Я достала из сумочки фотографию.
— Вот его последняя школьная фотография. Выпускной класс, — я протянула ей снимок.
— Это мой класс, — рассмеялась Ольга Николаевна. — А это я, — она указала на девчушку, стоящую впереди Когтя.
«Ну конечно, вот почему мне показалось знакомым ее лицо», — мелькнуло у меня в голове.
— Так кто из наших мальчишек вас интересует?
— Парень у вас за спиной. Ваня Когтев.
Ольга Николаевна побледнела и посмотрела на меня очень внимательно.
— Кто вы?
Я поняла, что что-то произошло и только чистосердечное признание поможет мне понять, что именно, и приблизиться к информации о Когте.
— Вы правы, я не журналистка. Я детектив. Частный детектив. Я никак не связана с милицией. Когтев… он связан с делом, которое я расследую по просьбе частного лица. Мне многое неясно в этой истории. Чтобы в ней разобраться, я должна понять, что он за человек.
— Когтев… Он страшный человек.
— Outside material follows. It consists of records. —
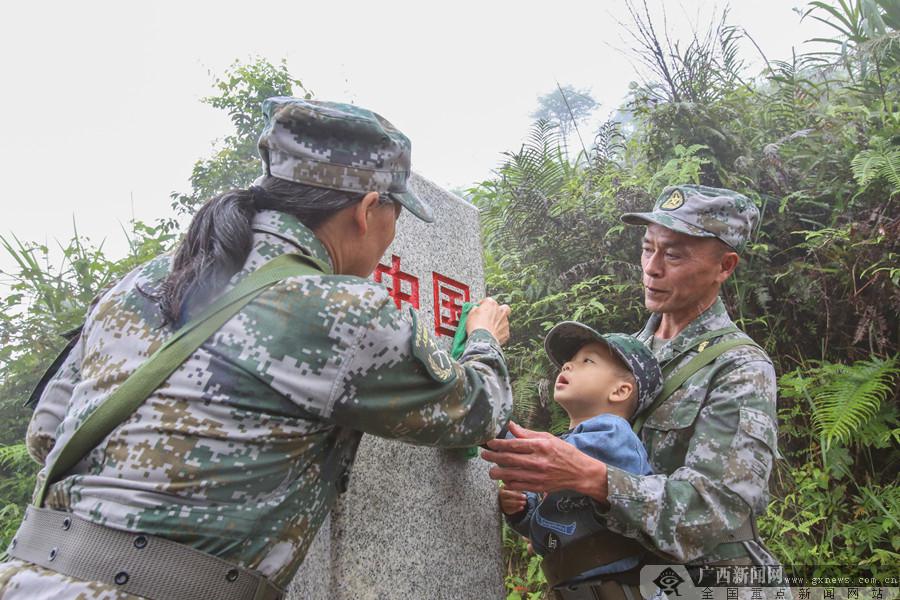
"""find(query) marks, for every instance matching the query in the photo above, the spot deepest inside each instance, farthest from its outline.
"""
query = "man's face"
(587, 380)
(681, 273)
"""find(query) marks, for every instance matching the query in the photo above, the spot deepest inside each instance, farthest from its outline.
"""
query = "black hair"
(220, 238)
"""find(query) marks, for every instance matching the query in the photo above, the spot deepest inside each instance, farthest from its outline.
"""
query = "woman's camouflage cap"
(337, 146)
(702, 211)
(566, 338)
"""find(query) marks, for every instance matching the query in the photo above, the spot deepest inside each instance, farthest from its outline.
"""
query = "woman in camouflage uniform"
(242, 451)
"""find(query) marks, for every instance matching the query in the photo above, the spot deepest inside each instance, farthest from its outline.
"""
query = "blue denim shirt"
(562, 517)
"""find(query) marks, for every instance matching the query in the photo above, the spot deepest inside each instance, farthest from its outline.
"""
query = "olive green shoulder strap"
(119, 405)
(704, 358)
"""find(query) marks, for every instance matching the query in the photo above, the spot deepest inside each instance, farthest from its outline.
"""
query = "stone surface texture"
(415, 522)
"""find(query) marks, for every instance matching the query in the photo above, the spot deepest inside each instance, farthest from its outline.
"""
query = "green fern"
(844, 398)
(881, 161)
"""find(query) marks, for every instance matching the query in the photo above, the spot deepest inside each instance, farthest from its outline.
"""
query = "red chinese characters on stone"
(449, 296)
(398, 278)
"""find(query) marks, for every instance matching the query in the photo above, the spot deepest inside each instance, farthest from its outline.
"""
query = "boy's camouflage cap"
(702, 211)
(565, 339)
(337, 146)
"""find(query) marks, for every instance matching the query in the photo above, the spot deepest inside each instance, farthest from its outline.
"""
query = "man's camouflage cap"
(337, 146)
(702, 211)
(566, 338)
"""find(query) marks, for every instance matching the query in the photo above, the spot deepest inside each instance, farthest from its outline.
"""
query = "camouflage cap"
(702, 211)
(337, 146)
(565, 339)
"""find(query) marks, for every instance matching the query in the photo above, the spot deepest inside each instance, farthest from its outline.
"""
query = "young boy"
(604, 381)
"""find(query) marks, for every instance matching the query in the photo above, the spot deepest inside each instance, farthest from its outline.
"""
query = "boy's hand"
(511, 502)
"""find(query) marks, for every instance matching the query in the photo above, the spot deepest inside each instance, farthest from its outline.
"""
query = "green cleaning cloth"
(459, 340)
(459, 346)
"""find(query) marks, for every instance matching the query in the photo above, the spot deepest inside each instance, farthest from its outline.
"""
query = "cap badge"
(675, 200)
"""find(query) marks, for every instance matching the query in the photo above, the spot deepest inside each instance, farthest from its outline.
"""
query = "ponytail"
(220, 238)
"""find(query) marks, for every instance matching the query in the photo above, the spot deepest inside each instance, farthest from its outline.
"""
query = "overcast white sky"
(100, 100)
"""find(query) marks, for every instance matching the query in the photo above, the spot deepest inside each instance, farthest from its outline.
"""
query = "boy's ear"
(622, 392)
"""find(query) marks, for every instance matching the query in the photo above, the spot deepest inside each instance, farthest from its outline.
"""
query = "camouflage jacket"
(711, 444)
(243, 450)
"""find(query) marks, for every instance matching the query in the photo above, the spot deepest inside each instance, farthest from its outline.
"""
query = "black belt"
(135, 563)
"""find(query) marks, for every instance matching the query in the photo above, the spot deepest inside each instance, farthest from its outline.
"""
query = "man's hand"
(491, 316)
(511, 502)
(539, 462)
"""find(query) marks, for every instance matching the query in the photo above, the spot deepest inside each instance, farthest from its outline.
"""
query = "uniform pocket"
(679, 411)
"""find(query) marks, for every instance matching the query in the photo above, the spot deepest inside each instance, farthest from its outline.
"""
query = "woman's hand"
(490, 316)
(511, 502)
(539, 462)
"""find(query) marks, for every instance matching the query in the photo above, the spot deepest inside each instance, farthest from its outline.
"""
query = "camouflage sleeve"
(521, 522)
(685, 515)
(51, 407)
(400, 384)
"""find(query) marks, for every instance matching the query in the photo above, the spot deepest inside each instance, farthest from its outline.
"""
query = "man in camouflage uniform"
(242, 451)
(712, 443)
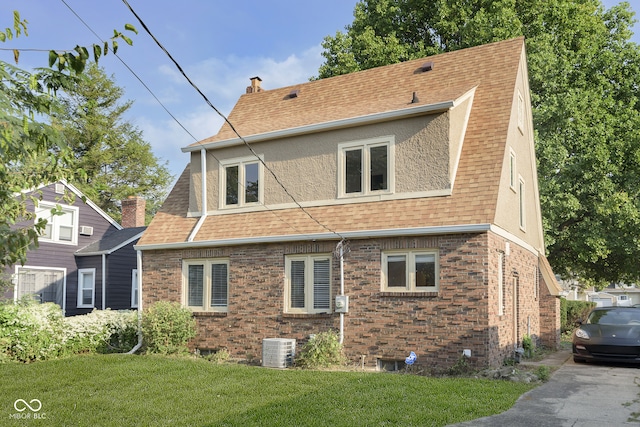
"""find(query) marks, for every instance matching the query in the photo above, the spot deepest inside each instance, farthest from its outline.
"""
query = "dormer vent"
(255, 85)
(427, 66)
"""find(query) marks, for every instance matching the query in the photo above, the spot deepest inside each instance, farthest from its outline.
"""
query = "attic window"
(427, 66)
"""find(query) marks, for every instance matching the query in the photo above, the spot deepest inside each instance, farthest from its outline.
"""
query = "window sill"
(210, 313)
(414, 294)
(306, 315)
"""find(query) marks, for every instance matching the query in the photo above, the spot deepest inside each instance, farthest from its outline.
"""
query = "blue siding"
(120, 265)
(55, 255)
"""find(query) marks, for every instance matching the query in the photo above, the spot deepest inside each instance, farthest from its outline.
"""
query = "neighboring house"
(427, 170)
(613, 295)
(85, 260)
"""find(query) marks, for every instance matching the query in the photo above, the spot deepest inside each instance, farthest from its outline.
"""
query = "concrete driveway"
(577, 395)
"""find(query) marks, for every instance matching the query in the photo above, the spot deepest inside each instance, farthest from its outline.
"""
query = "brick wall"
(379, 325)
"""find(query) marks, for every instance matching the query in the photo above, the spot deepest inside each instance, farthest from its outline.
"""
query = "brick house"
(424, 169)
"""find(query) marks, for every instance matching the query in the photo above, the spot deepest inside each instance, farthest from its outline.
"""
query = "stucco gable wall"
(308, 165)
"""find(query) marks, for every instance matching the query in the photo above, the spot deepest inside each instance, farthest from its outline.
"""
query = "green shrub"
(573, 311)
(167, 327)
(527, 345)
(321, 351)
(219, 356)
(101, 331)
(30, 331)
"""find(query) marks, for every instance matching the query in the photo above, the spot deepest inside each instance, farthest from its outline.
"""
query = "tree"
(584, 77)
(32, 152)
(109, 155)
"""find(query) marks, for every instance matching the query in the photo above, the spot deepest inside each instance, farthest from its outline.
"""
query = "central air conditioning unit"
(278, 352)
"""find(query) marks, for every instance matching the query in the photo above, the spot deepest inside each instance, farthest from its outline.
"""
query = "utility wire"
(161, 104)
(164, 107)
(226, 121)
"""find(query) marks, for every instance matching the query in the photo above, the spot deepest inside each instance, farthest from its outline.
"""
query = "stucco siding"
(307, 165)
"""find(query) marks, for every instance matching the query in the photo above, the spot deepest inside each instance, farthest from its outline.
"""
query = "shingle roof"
(491, 69)
(111, 242)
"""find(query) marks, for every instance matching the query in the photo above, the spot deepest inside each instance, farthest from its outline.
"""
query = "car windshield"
(614, 317)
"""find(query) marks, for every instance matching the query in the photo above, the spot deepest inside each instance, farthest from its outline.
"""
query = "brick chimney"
(255, 85)
(133, 212)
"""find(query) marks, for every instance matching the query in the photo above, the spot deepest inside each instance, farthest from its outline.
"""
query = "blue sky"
(219, 44)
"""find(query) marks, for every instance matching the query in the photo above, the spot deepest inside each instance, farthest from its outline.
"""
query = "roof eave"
(325, 126)
(393, 232)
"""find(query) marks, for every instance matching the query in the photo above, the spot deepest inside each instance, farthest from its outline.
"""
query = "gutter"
(449, 229)
(319, 127)
(203, 196)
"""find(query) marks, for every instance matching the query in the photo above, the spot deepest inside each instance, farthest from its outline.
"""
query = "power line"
(164, 107)
(227, 121)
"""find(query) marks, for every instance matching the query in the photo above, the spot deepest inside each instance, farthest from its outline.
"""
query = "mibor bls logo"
(34, 406)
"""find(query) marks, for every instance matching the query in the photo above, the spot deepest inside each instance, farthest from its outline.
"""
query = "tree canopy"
(110, 158)
(33, 151)
(584, 76)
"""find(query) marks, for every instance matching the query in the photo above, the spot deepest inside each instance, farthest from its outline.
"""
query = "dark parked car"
(610, 334)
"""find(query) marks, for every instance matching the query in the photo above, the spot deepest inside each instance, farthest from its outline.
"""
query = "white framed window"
(308, 284)
(520, 112)
(521, 203)
(134, 288)
(500, 283)
(61, 228)
(42, 283)
(241, 182)
(205, 284)
(512, 170)
(366, 167)
(410, 271)
(86, 287)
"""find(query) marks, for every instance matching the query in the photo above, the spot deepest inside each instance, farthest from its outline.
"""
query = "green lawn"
(123, 390)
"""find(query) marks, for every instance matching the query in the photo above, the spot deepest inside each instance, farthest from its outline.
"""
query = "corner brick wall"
(379, 325)
(549, 317)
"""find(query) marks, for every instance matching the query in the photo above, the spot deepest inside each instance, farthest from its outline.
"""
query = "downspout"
(139, 280)
(104, 281)
(203, 197)
(341, 290)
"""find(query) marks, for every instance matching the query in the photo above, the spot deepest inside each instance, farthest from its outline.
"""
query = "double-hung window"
(62, 226)
(410, 271)
(86, 287)
(241, 182)
(308, 284)
(206, 284)
(366, 167)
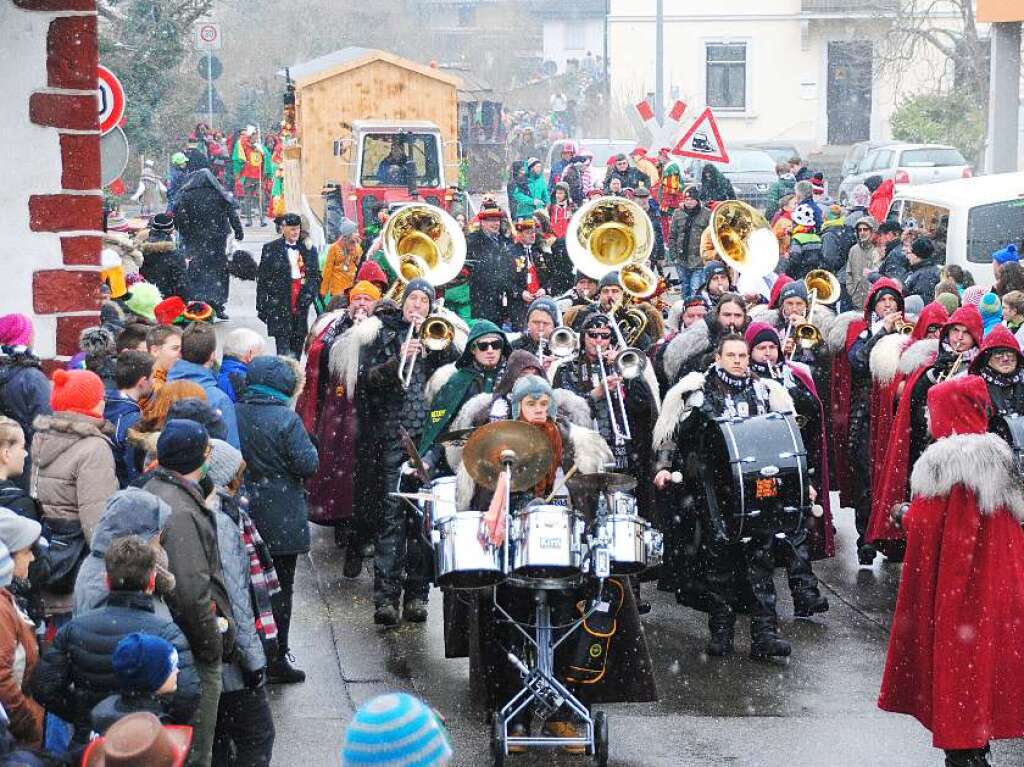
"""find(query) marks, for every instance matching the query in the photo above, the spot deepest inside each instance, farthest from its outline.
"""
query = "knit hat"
(759, 333)
(395, 730)
(1005, 255)
(972, 295)
(548, 306)
(77, 391)
(15, 330)
(143, 299)
(162, 222)
(181, 445)
(421, 285)
(169, 310)
(17, 533)
(365, 288)
(143, 662)
(223, 463)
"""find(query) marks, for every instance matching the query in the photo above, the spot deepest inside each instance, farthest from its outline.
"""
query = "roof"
(977, 190)
(330, 65)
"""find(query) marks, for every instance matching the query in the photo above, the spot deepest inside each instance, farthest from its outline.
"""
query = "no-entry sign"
(112, 99)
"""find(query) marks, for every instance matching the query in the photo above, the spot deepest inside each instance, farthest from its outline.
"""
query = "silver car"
(752, 172)
(907, 163)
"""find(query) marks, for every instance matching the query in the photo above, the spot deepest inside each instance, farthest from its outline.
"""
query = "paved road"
(818, 709)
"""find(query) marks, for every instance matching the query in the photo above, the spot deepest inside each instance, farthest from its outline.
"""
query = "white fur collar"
(982, 463)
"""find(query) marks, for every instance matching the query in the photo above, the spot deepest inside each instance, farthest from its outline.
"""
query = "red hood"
(934, 313)
(879, 286)
(998, 338)
(781, 282)
(968, 316)
(960, 406)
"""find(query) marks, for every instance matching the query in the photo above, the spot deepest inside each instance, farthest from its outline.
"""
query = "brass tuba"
(742, 239)
(607, 233)
(422, 241)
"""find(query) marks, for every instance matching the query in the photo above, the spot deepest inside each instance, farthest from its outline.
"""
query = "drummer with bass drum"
(709, 567)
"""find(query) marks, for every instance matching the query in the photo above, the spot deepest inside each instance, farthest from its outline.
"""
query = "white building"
(806, 72)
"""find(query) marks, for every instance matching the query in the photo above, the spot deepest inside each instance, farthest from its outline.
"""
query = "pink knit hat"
(15, 330)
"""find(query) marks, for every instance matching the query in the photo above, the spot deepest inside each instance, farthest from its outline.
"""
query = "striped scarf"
(262, 579)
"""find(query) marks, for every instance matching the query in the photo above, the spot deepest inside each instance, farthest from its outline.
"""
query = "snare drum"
(463, 559)
(546, 542)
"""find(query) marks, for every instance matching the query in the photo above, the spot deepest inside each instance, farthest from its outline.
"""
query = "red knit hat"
(960, 406)
(76, 391)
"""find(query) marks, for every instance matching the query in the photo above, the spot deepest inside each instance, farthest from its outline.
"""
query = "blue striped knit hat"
(395, 730)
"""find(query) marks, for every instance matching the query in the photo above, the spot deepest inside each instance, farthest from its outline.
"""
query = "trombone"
(436, 334)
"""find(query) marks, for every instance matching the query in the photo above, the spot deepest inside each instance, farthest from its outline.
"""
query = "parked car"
(969, 218)
(752, 173)
(908, 163)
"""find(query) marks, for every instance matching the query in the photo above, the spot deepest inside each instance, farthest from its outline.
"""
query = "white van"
(972, 217)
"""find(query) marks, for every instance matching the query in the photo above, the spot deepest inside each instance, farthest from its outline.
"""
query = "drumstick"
(565, 478)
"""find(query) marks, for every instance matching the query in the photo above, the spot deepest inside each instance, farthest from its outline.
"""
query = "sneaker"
(281, 671)
(353, 562)
(565, 729)
(415, 611)
(386, 614)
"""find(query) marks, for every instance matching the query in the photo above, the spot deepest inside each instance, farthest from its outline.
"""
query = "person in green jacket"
(530, 194)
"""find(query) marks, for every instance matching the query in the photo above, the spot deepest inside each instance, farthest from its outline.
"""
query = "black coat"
(492, 277)
(273, 285)
(165, 266)
(279, 455)
(76, 671)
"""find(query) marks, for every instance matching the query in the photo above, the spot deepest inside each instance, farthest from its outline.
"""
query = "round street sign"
(113, 155)
(112, 99)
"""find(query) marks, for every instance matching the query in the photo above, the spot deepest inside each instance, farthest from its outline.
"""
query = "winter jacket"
(18, 656)
(279, 454)
(165, 266)
(76, 671)
(784, 185)
(200, 374)
(684, 236)
(193, 557)
(73, 475)
(805, 254)
(25, 393)
(231, 378)
(273, 285)
(537, 188)
(894, 264)
(491, 275)
(123, 413)
(921, 280)
(249, 654)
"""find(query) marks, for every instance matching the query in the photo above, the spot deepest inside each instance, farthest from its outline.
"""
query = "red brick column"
(69, 105)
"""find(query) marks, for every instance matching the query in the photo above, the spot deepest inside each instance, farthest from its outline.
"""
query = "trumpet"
(435, 333)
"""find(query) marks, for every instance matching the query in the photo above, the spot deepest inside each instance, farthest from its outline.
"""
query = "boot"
(721, 624)
(353, 562)
(765, 641)
(386, 614)
(281, 671)
(415, 610)
(968, 758)
(809, 603)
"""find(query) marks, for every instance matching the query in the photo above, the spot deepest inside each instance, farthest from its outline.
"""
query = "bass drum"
(755, 476)
(1011, 428)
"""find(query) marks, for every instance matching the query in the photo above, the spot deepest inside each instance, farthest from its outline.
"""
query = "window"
(991, 227)
(726, 76)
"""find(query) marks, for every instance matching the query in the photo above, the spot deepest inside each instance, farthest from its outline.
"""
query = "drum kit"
(547, 547)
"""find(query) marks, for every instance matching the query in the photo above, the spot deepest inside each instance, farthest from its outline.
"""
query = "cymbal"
(606, 481)
(531, 454)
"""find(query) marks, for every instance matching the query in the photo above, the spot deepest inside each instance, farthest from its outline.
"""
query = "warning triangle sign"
(702, 140)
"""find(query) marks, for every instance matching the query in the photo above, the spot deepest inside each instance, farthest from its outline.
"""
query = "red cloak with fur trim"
(956, 649)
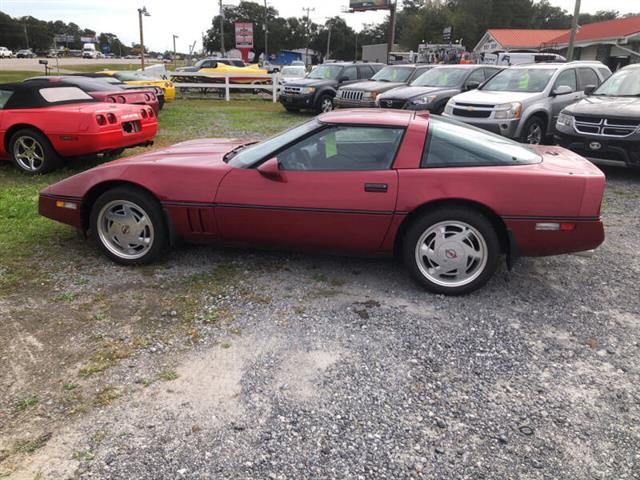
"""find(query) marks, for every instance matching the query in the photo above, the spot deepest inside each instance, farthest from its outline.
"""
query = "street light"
(142, 11)
(175, 60)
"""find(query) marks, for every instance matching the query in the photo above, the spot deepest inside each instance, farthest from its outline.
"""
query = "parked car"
(364, 94)
(605, 126)
(114, 82)
(432, 90)
(104, 92)
(523, 102)
(317, 89)
(25, 53)
(383, 190)
(41, 124)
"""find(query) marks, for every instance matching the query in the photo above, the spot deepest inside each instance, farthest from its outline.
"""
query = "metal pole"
(266, 33)
(221, 29)
(574, 29)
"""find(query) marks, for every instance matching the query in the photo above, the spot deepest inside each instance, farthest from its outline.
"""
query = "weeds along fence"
(203, 84)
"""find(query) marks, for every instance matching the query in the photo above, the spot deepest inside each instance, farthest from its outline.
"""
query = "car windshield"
(325, 72)
(441, 77)
(520, 80)
(246, 156)
(293, 72)
(393, 74)
(624, 83)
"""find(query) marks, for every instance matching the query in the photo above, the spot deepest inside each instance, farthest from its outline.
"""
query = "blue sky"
(189, 18)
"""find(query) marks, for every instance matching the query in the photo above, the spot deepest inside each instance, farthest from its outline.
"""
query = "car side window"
(587, 77)
(453, 144)
(350, 72)
(344, 148)
(568, 79)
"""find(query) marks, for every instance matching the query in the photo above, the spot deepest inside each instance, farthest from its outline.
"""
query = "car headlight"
(423, 100)
(448, 109)
(564, 119)
(508, 110)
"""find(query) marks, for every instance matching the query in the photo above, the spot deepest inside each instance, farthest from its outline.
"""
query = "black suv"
(317, 89)
(606, 124)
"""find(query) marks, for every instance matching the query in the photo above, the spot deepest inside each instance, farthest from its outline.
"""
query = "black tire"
(144, 202)
(324, 103)
(29, 137)
(533, 128)
(453, 216)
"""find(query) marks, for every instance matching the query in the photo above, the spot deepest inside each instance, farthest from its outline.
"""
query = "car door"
(559, 102)
(334, 189)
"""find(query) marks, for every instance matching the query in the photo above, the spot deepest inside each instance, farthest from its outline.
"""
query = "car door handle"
(376, 187)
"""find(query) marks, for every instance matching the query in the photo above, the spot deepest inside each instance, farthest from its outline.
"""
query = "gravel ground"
(319, 367)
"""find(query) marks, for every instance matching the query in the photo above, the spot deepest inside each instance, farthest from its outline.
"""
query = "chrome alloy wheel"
(125, 229)
(28, 153)
(451, 253)
(534, 134)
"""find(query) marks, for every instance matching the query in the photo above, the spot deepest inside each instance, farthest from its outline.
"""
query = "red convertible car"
(449, 198)
(41, 123)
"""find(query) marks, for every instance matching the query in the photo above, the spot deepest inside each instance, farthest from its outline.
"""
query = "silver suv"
(523, 102)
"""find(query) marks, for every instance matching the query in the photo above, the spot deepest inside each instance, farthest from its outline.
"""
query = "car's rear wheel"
(533, 131)
(128, 225)
(32, 152)
(325, 103)
(452, 250)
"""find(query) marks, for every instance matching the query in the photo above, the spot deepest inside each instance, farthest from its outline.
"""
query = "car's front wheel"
(128, 225)
(452, 251)
(32, 152)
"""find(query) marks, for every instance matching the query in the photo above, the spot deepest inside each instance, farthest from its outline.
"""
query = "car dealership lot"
(246, 364)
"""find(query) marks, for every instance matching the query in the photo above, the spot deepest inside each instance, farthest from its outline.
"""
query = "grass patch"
(26, 403)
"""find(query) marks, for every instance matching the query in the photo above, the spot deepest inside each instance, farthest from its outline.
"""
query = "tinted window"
(520, 80)
(567, 79)
(587, 77)
(4, 97)
(350, 73)
(454, 144)
(344, 148)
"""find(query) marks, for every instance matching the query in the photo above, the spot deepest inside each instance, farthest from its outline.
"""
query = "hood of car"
(606, 106)
(494, 98)
(373, 86)
(408, 92)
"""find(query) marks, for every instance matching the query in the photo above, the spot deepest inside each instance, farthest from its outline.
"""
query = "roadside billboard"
(361, 5)
(244, 35)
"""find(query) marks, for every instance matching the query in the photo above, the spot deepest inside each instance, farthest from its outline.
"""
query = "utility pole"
(142, 11)
(266, 32)
(306, 55)
(574, 29)
(175, 59)
(221, 29)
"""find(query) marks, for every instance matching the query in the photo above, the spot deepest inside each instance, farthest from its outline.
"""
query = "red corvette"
(450, 198)
(103, 92)
(40, 124)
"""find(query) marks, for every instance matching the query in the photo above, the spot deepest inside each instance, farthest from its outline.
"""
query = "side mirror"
(270, 169)
(472, 85)
(561, 90)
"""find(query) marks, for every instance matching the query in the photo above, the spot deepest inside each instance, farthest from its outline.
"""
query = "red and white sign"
(244, 35)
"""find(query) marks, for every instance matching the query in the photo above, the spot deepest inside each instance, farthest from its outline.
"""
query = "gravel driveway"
(321, 367)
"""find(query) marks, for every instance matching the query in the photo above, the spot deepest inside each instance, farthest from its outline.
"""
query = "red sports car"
(40, 124)
(447, 197)
(103, 92)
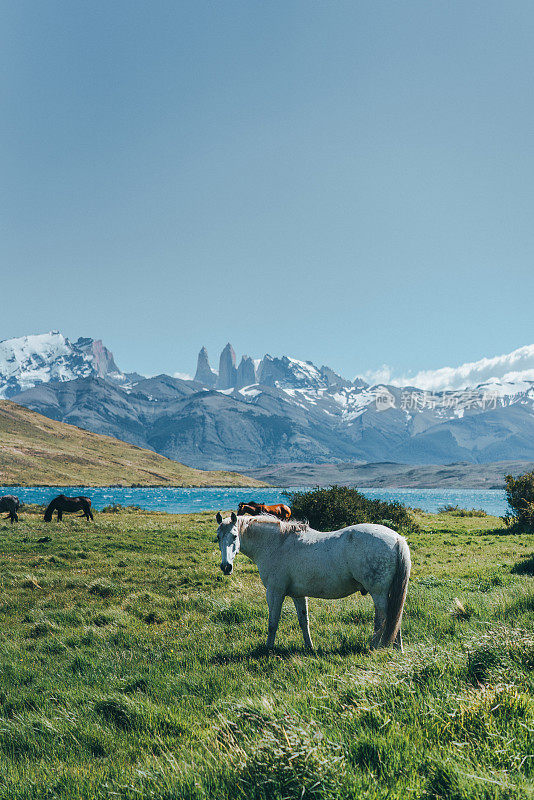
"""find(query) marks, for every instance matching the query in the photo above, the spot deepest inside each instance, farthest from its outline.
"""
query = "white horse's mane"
(279, 525)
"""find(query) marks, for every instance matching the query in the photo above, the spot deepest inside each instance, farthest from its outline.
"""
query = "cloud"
(509, 368)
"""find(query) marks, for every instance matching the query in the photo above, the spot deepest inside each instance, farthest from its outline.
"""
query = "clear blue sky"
(349, 182)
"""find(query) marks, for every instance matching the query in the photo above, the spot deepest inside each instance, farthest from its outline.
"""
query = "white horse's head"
(228, 538)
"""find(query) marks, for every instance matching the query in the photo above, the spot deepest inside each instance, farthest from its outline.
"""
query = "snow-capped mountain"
(31, 360)
(269, 411)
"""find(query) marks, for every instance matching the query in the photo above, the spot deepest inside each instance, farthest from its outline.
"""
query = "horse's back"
(363, 555)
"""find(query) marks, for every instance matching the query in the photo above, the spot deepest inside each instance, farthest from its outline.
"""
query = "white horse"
(296, 561)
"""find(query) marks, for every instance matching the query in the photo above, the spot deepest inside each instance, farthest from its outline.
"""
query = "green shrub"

Только я не понимаю… — Ольга Николаевна помолчала. — Это Дима.
— Какой Дима?
— Это Дима Сапелкин… Почему вы называете его Когтевым?
Признаюсь, это был удар в солнечное сплетение. Так, наверное, чувствуют себя боксеры в нокдауне. Откуда-то сверху падают секунды, отсчитываемые голосом судьи, и, если к исходу девятой ты не очнешься, тебе засчитают чистое поражение. Мои способности к логическому мышлению были ошеломлены этой информацией. Я просто не знала, что ответить на ее вопрос. Не объяснять же, что я украла в доме Когтя альбом с фотографиями, на которых — на всех — был человек, которого она называет Димой Сапелкиным.
— Что с вами? — услышала я голос Ольги Николаевны и вернулась в реальность. — Это действительно Сапелкин. Дима. Моя первая любовь…
— Извините, Ольга Николаевна. Меня ввели в заблуждение… Так это Дима… А Когтев?
— Вот же он.
Конечно же, она указала на того, кого я три дня искренне считала Сапером.
— Ольга Николаевна, не могли бы мы поговорить где-нибудь там, — я кивнула в сторону окна, за которым виднелась парковая зелень.
Она взглянула на часы.
— У меня сейчас окно — два урока. Пойдемте в парк.
Не знаю, может быть, избавление от назойливой школьной атмосферы подействовало на меня благотворно, но, пока мы шли от школьного двора до входа в парк, в голове у меня начало проясняться.
Рокировка. Классический прием не только в шахматах, но и в криминальных историях. Правда, чтобы его применить, нужно обладать хоть каким-то талантом к построению интриги. Для этого требуется изобретательный ум, тонкая наблюдательность, определенные актерские способности, умение просчитывать психологические реакции. Меня поймали на недооценке личности главного героя, на инертности мышления интеллектуалки, на высокомерии, выразившемся в первом слове, пришедшем мне на ум при попытке идентифицировать ситуацию: «Гопота!»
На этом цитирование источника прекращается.